Saturday, January 10, 2015

Meaning and Meaninglessness

(My remarks from Shabbat services on Friday, January 9, 2015)

In this past week, we’ve once again watched a scourge of horrific violence and terror wreak havoc, death and destruction around our world: from the senseless bombing of the Colorado Springs NAACP office, to the unconscionable and brutal attack at the offices of Charlie Hebdo and the murder of 12 innocent people, including 2 police officers, to the horrific acts that played out today at a Paris Kosher grocery store.  And all of it can leave us feeling terrified, angry, bewildered, and wondering how people can do such horrible and senseless things?  Where is the meaning in any of it?
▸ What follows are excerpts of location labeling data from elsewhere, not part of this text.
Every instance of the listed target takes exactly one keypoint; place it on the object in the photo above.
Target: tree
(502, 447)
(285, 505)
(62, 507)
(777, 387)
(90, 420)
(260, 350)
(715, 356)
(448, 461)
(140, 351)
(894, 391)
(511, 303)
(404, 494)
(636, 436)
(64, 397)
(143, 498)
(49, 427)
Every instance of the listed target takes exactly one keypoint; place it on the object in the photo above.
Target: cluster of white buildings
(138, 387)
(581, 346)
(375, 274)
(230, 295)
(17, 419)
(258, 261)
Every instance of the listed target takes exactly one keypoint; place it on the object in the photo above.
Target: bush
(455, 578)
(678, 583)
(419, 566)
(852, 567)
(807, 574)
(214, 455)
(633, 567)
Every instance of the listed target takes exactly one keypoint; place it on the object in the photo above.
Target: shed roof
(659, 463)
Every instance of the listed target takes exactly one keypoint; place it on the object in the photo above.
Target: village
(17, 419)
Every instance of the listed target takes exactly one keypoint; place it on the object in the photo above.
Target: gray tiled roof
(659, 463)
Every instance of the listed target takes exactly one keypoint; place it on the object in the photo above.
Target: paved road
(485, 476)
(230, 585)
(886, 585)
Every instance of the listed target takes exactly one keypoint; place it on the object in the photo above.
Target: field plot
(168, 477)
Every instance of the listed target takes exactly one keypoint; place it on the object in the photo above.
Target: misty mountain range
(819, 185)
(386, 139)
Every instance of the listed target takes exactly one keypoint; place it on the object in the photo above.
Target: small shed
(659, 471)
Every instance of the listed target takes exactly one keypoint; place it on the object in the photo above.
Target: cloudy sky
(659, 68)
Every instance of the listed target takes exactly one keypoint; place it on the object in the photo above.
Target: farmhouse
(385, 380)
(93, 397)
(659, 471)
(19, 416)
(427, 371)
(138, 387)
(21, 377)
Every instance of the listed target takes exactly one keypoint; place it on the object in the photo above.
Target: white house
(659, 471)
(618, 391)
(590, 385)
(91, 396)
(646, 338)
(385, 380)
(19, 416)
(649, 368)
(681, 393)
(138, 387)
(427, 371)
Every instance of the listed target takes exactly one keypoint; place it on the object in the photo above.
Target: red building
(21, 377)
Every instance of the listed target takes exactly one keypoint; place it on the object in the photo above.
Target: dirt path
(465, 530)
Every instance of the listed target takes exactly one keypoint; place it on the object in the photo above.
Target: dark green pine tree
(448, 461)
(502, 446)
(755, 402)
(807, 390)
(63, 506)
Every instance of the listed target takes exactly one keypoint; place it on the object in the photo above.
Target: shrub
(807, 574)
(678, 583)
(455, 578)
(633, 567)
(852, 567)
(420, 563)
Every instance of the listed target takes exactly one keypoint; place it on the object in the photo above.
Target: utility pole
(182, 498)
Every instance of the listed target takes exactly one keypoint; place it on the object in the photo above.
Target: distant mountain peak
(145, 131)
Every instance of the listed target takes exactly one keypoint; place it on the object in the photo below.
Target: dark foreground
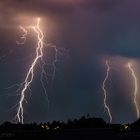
(82, 129)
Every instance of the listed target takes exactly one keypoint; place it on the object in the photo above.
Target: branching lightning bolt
(105, 92)
(30, 74)
(135, 89)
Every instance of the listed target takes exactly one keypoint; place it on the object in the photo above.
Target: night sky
(90, 32)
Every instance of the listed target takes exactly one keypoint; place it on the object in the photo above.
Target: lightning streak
(105, 92)
(135, 89)
(30, 73)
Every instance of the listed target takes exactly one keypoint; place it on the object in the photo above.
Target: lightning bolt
(135, 89)
(30, 74)
(105, 92)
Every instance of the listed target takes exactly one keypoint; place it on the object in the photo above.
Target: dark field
(82, 129)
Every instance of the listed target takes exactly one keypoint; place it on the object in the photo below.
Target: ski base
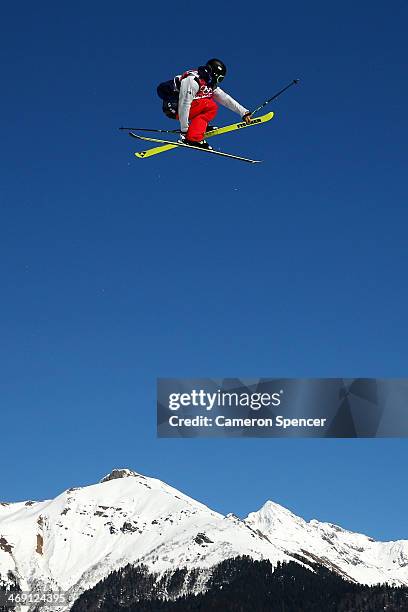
(222, 130)
(180, 144)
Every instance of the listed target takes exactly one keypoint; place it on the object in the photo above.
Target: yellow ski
(222, 130)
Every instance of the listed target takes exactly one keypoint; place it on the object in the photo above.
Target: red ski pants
(201, 112)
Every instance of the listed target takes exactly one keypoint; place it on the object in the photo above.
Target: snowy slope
(79, 537)
(353, 555)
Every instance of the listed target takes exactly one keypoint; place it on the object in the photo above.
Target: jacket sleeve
(188, 90)
(226, 100)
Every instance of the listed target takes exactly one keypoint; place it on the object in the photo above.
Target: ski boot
(201, 144)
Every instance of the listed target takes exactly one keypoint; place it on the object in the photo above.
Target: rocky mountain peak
(119, 473)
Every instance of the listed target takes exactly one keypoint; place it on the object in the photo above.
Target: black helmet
(218, 71)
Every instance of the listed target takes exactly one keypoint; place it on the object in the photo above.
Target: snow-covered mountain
(78, 538)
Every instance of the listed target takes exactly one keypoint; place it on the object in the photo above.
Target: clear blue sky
(114, 270)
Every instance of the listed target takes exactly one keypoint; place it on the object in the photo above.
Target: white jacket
(188, 91)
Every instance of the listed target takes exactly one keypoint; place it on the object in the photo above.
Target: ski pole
(294, 82)
(148, 130)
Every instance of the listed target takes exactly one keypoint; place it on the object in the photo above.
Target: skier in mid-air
(192, 98)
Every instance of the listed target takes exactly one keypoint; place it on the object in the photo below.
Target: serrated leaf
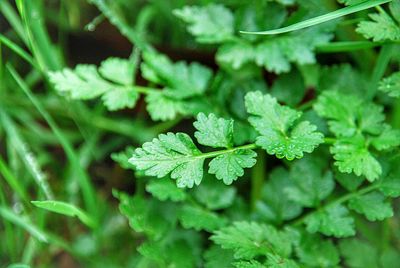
(213, 131)
(180, 80)
(250, 239)
(388, 139)
(87, 82)
(165, 190)
(229, 166)
(391, 85)
(161, 107)
(84, 82)
(213, 23)
(341, 109)
(351, 155)
(372, 205)
(332, 221)
(200, 219)
(381, 28)
(171, 153)
(390, 186)
(276, 261)
(310, 184)
(120, 98)
(281, 133)
(147, 215)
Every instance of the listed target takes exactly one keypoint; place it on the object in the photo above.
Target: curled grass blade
(65, 209)
(323, 18)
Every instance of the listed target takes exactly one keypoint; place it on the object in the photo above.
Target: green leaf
(341, 109)
(381, 28)
(228, 167)
(165, 190)
(213, 23)
(310, 184)
(171, 153)
(181, 80)
(276, 261)
(118, 99)
(200, 219)
(332, 221)
(147, 216)
(65, 209)
(390, 186)
(84, 82)
(250, 239)
(275, 205)
(352, 155)
(281, 132)
(323, 18)
(213, 131)
(372, 205)
(161, 107)
(391, 85)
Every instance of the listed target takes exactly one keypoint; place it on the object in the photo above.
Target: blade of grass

And in times like this, we first ask questions like those that involve us looking outside of ourselves for meaning, but often afterwards turn to look more internally, and ask ourselves what our existence means in the grand scheme of things when so often everything can seem so meaningless? And the truth is, both these and those questions come not only to characterize our responses to traumatic moments, but rather, they  actually characterize what is perhaps the ultimate and quintessential human pursuit.  And for millennia, scholars, theologians, philosophers, psychologists, talk show hosts and many others have offered theories and advice on how to find the meaning that we, as humans, so desperately seek.

And so, David Brooks’ op-ed from Monday “The Problem with Meaning” caught my interest.   In his well-articulated, somewhat vitriolic critique, Brooks asserts that this yearning for meaning has actually become most problematic in our time. He rightfully observes that “how meaningful something is” has become a standard metric for how we gauge whether something is worth our while.  In general, we seek meaningful relationships, we want to use our time meaningfully, we want our learning and growth to be meaningful.   But whereas in its purest sense, meaning is what you feel and find when you’re serving that which is beyond yourself, today we have instead commodified “meaning,” using it as a vehicle for serving ourselves instead.  

In Brooks’ words:
"As commonly used today, the word [meaning] is flabby and vacuous, the product of a culture that has grown inarticulate about inner life...Let me put it this way: If we look at the people in history who achieved great things — like Nelson Mandela or Albert Schweitzer or Abraham Lincoln — it wasn’t because they wanted to bathe luxuriously in their own sense of meaningfulness. They had objective and eternally true standards of justice and injustice. They were indignant when those eternal standards were violated. They subscribed to moral systems — whether secular or religious — that recommended specific ways of being, and had specific structures of what is right and wrong, and had specific disciplines about how you might get better over time."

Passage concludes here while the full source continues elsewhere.